Skip to content

RewardFlow: Generate Images by Optimizing What You Reward

Conference: CVPR 2026
arXiv: 2604.08536
Code: https://huggingface.co/onkarsus13/RewardFlow
Area: Image Generation/Editing
Keywords: Reward-guided generation, Diffusion models, Langevin dynamics, Image editing, Compositional generation

TL;DR

RewardFlow proposes an inversion-free inference-time framework that integrates multiple differentiable reward signals—including semantic alignment, perceptual fidelity, local positioning, object consistency, and human preference—via multi-reward Langevin dynamics. It achieves SOTA editing fidelity and compositional alignment in image editing and compositional generation tasks.

Background & Motivation

Background: Diffusion and flow-matching models have achieved great success in image generation, yet controllable editing and compositional generation remain challenging. Existing methods often rely on text guidance or model fine-tuning to achieve specific editing effects.

Limitations of Prior Work: Current image editing methods face three primary issues: (1) Inversion-based methods are computationally expensive and prone to noise accumulation; (2) A single reward signal cannot simultaneously balance semantic correctness, visual fidelity, and local precision; (3) "Semantic leakage" often occurs during the editing process, where edits inadvertently spread beyond the target regions.

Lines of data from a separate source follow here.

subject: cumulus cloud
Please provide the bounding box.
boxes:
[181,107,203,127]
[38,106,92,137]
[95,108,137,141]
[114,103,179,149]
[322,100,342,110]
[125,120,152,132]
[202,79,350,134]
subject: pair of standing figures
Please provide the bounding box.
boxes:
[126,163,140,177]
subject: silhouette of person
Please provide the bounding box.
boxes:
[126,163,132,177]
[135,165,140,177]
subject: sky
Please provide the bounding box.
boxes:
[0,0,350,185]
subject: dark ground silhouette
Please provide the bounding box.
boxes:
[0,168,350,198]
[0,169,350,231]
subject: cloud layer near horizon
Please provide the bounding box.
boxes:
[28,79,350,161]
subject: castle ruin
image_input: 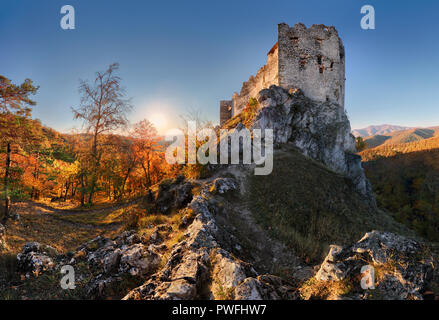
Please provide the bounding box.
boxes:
[220,23,345,125]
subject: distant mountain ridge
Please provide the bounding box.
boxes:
[363,127,439,149]
[352,124,412,138]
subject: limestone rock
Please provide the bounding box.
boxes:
[234,275,298,300]
[0,223,7,252]
[17,242,56,275]
[250,85,376,207]
[316,231,434,300]
[211,178,237,194]
[119,243,160,276]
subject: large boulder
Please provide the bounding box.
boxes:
[315,231,434,299]
[119,243,161,276]
[155,176,193,214]
[250,85,376,207]
[17,242,57,275]
[0,223,7,252]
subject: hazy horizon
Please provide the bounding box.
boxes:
[0,0,439,133]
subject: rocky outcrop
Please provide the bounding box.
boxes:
[315,231,435,300]
[250,85,376,206]
[124,178,300,300]
[17,242,57,276]
[155,176,193,214]
[73,231,161,299]
[0,223,7,252]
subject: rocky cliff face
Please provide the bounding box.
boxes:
[251,86,376,206]
[10,80,438,300]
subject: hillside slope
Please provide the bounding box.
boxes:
[364,127,439,148]
[352,124,410,138]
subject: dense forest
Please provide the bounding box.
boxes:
[0,64,188,222]
[360,142,439,241]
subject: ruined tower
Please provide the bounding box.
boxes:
[220,23,345,124]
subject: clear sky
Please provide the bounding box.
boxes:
[0,0,439,131]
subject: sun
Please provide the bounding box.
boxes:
[149,113,168,132]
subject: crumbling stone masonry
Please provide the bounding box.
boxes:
[220,23,345,124]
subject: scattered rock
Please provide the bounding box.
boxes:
[234,275,299,300]
[175,182,193,209]
[316,231,433,300]
[210,178,238,194]
[250,85,376,207]
[0,223,7,252]
[119,243,161,276]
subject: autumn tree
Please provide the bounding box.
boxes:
[72,63,132,204]
[355,137,367,152]
[0,75,38,223]
[132,119,163,187]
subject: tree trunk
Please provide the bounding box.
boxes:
[3,142,11,224]
[81,173,85,207]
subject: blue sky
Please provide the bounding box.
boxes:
[0,0,439,131]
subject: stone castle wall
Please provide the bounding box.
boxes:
[278,23,345,108]
[220,23,345,124]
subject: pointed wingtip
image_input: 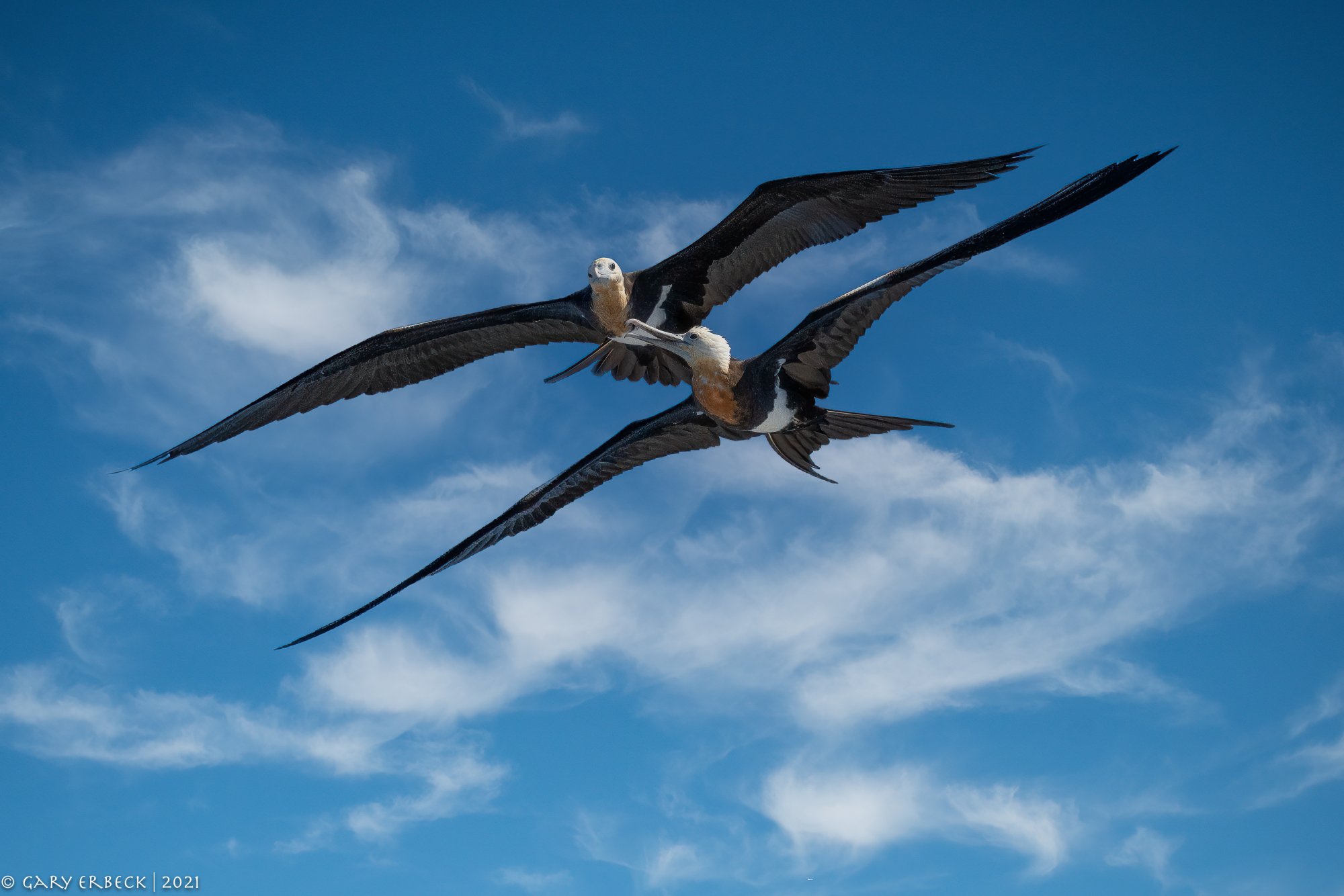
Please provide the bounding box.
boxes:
[116,450,176,476]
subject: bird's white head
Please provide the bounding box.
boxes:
[589,258,625,287]
[621,318,732,373]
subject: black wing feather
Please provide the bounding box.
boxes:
[130,294,605,470]
[632,146,1035,332]
[761,148,1175,398]
[277,399,734,650]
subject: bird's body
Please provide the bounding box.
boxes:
[130,150,1031,469]
[284,150,1172,647]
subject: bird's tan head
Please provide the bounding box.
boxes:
[589,258,625,289]
[621,318,732,376]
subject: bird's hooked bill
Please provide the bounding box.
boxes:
[625,317,683,345]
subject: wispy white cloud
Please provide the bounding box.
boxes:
[0,665,505,853]
[1253,674,1344,809]
[462,78,591,140]
[495,868,571,893]
[986,334,1077,395]
[0,114,1341,887]
[1106,827,1181,887]
[761,764,1075,873]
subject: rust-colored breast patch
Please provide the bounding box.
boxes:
[691,376,742,426]
[593,285,626,336]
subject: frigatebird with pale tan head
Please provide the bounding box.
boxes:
[280,149,1173,649]
[130,148,1035,470]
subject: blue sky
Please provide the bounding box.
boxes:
[0,3,1344,895]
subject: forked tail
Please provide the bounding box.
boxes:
[766,407,952,484]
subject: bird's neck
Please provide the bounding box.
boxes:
[691,359,742,426]
[593,279,629,336]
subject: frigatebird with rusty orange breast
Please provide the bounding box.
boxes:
[277,148,1175,650]
[130,146,1038,470]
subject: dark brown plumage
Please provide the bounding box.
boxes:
[130,150,1031,470]
[282,150,1172,647]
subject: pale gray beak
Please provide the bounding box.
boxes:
[618,317,685,351]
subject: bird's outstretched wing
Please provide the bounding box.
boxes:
[630,146,1036,333]
[761,148,1175,398]
[277,398,741,650]
[130,293,606,470]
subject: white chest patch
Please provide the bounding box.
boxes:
[644,283,672,326]
[751,379,793,433]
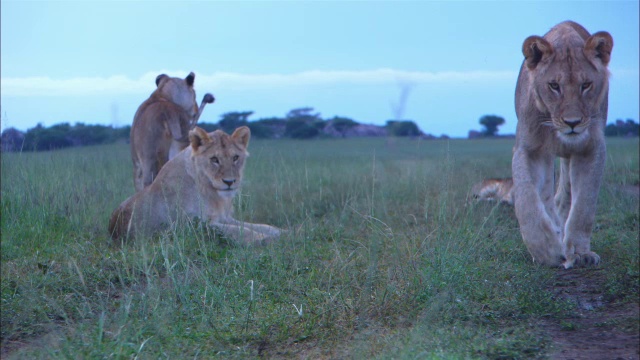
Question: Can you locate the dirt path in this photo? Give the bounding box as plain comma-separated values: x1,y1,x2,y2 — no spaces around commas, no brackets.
543,269,640,360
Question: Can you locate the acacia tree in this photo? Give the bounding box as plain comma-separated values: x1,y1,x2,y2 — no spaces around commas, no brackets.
480,115,505,136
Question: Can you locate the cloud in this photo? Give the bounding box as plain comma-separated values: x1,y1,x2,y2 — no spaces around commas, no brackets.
0,68,638,96
0,69,517,96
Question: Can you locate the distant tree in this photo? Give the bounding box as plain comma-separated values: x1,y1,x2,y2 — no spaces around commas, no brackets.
249,117,287,139
385,120,422,136
468,130,482,139
286,107,322,122
198,122,220,132
480,115,505,136
66,123,113,146
247,121,275,139
218,111,253,133
328,116,359,137
24,123,73,151
284,107,325,139
0,127,24,151
284,118,320,139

Key Challenge: The coordination of heterogeneous reward objectives (semantic alignment, perceptual quality, regional precision, human preference, etc.). Simple weighting often leads to certain objectives being suppressed, and different editing intents require distinct reward weight configurations.

Goal: To design a unified inference-time framework that integrates multiple complementary differentiable reward signals into the sampling process of diffusion/flow-matching models without requiring fine-tuning or inversion.

Key Insight: Starting from Langevin dynamics, the authors theorize the reward-guided sampling process as an effective discretization of a Langevin SDE targeting a prompt-tilted density, providing theoretical guarantees for stable convergence.

Core Idea: A bundle of complementary differentiable rewards (CLIP semantic alignment, perceptual fidelity, SAM2 localization, object consistency, human preference) plus a newly proposed differentiable VQA attribute-level reward are unified into the sampling process via Langevin dynamics. A prompt-aware adaptive strategy is designed to dynamically adjust reward weights.

Method

Overall Architecture

The objective of RewardFlow is straightforward: to allow a pre-trained diffusion/flow-matching model to modify an image according to editing instructions without fine-tuning or inverting the original image. It reinterprets "editing" as "optimizing the rewards you actually want during the sampling process." Given the original image and instructions, the model performs step-by-step denoising as usual, but at each step, it additionally calculates gradients for several differentiable rewards relative to the current latent, using these gradients to push the denoising direction toward "instruction-compliant" regions. To prevent the image from being distorted beyond recognition, the entire sampling trajectory is softly anchored to the original latent via a clean-latent KL regularization term. This process is proven by the authors to be equivalent to the discretization of a Langevin SDE whose target is a prompt-tilted density, providing a theoretical rather than purely heuristic basis for convergence.

The figure below illustrates this inference-time sampling loop: the prompt-aware strategy first configures weights based on the instructions; then, each denoising step superimposes multi-reward gradients and is pulled back by KL regularization, cycling until convergence.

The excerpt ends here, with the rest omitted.